I enjoyed it so much because it was theatre, and I’d only seen his films. The Almeida was the perfect closeness. The Director – set, everything, so good – used the theatrical device, as used in Greek Tragedy, the characters when talking to each other spoke to the audience.
The other thing I did this month was visit the RA three times to see Charles I, King and Collector. On the second visit, I discovered something, which I should have known all along: a tip – I’ve been saying it for years. When you go to look at art remember, that a human is the only animal which can represent the world through art. The Greek word for art is Imitation, art is not real. We understand the world by signs and abstractions, we’re part of the flux, we need to make the world stand still by abstracting from it by signs, words, gestures, numbers etc.. And just as an architect needs to make a model before he builds St Peters Cathedral, we need to get an overview first, by imitating the world in order to understand it.
Therefore, looking at a self-portrait of Rubens, you will ask yourself: does that imitation say everything about him? Is it him more than if you’d ever known him all your life? Yes, it is, he’s got it all in one – himself and what it was like to be him living in his world. Remember what I used to tell my fashion students in Berlin when I sent them to the gallery: imagine if the fire alarm went, what picture would you choose from the room? Which painting is a vision of the world as seen by the artist when he painted it; if you were to paint the same painting six months later the vision would be different. Moving through, it is shocking to see how differently each painter works.

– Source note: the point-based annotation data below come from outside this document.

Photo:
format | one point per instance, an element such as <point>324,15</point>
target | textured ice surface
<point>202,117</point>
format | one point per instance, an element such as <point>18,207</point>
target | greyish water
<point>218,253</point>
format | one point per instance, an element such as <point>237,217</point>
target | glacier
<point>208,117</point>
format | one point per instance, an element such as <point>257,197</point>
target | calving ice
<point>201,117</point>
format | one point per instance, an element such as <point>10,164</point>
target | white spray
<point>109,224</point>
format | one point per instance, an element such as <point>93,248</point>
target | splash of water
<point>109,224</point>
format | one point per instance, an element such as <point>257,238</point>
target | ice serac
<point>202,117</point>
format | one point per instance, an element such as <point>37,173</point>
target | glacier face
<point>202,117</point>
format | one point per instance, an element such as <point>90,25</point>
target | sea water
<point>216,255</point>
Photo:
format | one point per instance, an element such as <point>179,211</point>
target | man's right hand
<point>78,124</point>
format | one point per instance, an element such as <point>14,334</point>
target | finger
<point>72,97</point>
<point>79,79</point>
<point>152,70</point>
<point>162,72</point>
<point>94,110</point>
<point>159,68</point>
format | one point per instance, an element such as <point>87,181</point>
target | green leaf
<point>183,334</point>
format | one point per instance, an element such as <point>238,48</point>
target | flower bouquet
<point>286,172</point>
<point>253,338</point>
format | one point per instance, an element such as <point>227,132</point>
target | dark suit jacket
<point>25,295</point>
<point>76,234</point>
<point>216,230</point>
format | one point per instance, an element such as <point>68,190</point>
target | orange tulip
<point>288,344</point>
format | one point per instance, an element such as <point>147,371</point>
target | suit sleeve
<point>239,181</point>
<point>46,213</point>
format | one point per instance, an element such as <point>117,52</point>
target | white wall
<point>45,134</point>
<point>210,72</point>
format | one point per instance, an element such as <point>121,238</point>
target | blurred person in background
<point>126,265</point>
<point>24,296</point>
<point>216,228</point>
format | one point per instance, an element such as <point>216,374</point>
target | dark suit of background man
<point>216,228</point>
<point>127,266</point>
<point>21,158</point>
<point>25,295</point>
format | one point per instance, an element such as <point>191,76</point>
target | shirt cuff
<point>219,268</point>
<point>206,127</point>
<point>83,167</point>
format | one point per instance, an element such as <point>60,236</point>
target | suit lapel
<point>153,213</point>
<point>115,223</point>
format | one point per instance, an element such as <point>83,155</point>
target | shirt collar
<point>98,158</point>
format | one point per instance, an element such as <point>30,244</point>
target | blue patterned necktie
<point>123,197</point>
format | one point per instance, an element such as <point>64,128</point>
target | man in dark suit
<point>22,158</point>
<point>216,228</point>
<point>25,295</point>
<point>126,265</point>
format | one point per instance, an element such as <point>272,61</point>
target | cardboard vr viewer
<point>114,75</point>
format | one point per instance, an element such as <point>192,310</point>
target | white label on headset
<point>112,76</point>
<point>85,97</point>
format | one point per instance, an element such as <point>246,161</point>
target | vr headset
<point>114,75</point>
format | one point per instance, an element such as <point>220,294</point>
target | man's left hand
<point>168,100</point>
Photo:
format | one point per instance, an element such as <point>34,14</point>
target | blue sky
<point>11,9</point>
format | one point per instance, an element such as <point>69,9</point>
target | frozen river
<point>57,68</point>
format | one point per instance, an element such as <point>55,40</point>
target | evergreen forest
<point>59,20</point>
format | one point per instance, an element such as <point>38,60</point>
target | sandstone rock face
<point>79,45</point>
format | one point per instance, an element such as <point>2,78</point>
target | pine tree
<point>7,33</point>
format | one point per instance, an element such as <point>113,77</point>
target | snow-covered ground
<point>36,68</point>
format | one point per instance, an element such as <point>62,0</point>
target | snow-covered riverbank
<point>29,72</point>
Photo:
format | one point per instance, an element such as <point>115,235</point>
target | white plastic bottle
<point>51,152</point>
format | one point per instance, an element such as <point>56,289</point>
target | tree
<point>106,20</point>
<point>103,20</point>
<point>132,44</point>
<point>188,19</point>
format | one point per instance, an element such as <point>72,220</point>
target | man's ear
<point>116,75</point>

When I looked at the famous, mindboggling reality of the Triumphs of Caesar by Mantegna, about 20 panels totally filling one room; the plethora of life overwhelmed me so much because I had just come from looking at a mythological, two and a half meter painting by Rubens, where the gods and satyrs, on top of each other, crowding the painting, were painted each with equal clarity. In contrast to Mantegna’s where the impression was, as in life, where some characters stand out more than others, and where you hardly notice the background, even though it’s done in full detail. Did he get it? Yes, he did, it was an original vision. Remember that great art is perfect, there is no progress in art.